What do these inmates do? They look out for each other, and try and get through a shitty situation with as much humour and enjoyment as they can. They don't think the guards or the wardens are any better than they are, and largely they just try to stay on their good side and otherwise ignore them. They break the rules (which they don't take very seriously) - smuggle stuff, pinch stuff, do what they aren't supposed to - as much as they can get away with, but if someone gets caught, that's just the breaks. They love their sport, and grow a little weed and brew some beer in a shed out the back while a 'decent bloke' guard looks the other way.
They don't try and rock the boat. If someone stands up and starts yelling about prisoner's rights, or the unfairness of the guards, they are more likely to make fun of them and give them a swift kick in the backside than to start a riot.
And they have an amazingly high tolerance for invasive government. That's just part of the deal.
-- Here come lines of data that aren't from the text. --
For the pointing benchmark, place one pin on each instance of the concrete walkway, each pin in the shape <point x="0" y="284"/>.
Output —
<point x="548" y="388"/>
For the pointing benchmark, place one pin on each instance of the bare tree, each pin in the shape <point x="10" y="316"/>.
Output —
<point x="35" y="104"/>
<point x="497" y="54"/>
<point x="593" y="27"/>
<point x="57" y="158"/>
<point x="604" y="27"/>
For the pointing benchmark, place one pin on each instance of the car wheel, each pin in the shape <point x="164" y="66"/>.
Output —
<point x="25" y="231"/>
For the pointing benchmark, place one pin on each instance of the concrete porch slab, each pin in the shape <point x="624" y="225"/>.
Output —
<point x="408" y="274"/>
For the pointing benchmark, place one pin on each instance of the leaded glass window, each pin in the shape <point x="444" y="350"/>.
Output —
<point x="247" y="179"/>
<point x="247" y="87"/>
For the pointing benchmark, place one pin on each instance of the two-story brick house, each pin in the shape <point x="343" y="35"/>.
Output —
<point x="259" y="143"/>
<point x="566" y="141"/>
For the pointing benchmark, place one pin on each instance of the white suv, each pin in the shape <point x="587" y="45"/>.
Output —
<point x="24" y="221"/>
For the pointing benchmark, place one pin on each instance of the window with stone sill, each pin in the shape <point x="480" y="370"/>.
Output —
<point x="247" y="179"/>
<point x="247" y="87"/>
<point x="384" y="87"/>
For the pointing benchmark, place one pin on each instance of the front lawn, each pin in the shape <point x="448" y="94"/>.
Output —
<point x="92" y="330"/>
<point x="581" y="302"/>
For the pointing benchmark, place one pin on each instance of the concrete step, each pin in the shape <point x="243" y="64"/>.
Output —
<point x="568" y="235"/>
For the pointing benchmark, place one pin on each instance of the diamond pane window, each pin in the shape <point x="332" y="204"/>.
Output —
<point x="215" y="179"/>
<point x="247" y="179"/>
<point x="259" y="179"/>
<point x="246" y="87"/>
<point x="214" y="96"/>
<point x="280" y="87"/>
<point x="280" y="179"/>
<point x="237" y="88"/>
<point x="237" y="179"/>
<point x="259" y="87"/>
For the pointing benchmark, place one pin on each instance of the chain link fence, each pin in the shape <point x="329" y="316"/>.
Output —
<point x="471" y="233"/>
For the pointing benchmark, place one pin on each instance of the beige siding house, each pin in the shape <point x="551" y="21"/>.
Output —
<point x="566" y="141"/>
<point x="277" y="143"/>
You expect the warden to make stupid rules (this week everyone must piss sitting down!) : you ignore them if you can, and make jokes about them if you can't. You cheer the guy who breaks them and gets away with it, and laugh at the guy who gets caught.
This is the real nature of the Australian laid-back approach to politics : fundamentally, Australians with this character (which is about half) don't see the rules governing their situation as subject to fundamental change. You can get better and worse wardens and guards, but you're still going to be in the nick. An inmate may feel real affection for his particular prison - and get very patriotic when there is inter-prison football games! - but they don't see it as something that belongs to them, something under their control.
Democracy didn't change this very much : it just means we get to elect the guards and the warden! But we will pick the guy who promises to be a good natured guard, not the guy who wants to tear the walls down. And when the warden asks us if we want to change something ( constitutional referendums in Australia are only initiated by the government ) we virtually always so NO, largely just to stick it to him.
But thats only half the story.
Secondly : whenever you have inmates, you have guards and plantation owners (we call them the 'squatocracy') whose wealth depends on the labour of the prisoners. And largely those are the ones who set the character of our government and our institutions.
This is the other half of the Australian character. These people think that all the rest are lazy, and stupid, and venal, and need to be controlled and governed as much as possible. Pick up any Australian newspaper, or listen to any talk radio, and you will see and hear dozens of articles and letters and callers ranting about the need to punish people more, and pass more laws. I don't think Australian parliaments even know how to revoke laws - they just ratchet them up with more and more details, more and more control, more and more punishment.
Law and order sells even better in Australia then in America, but it's not about race, and its not the American thing about property rights, independence, and the right to get and be wealthy. It's a real belief that most people are just bad, and the role of government is to keep them in line.
So there you have it
Half the population thinks that laws are just to be put up with, and the other half think that the first half need to be kept in line. The two halves of the Australian character exist in a symbiotic relationship that gives us daft laws like Conroy's internet nonsense (and speed cameras, red light cameras, rental property inspections, beach inspectors, prohibitions on public drinking, insane restrictions on liquor shops, bans on visiting rock stars, 'Northern Territory Interventions', the list is endless ).
There are other things you need to be aware of, like our profound dislike for intellectuals (the first half think that anyone who is educated reckons they are better then the rest, and the second half can't stand the way educated people keep telling them their laws and punishment aren't working and won't work), and 'tall poppy syndrome' - anyone who succeeds needs to be cut down a peg, except sportsmen, although there is nothing we like better than a disgraced sportsman! - but they pretty much follow from the basic idea.
I love my sunburnt country and its people, but we have one of the most dysfunctional democracies in the world. If we weren't so rich - twenty million people sitting on a fair slab of the world's minerals and arable land - this would be a really crappy place to live.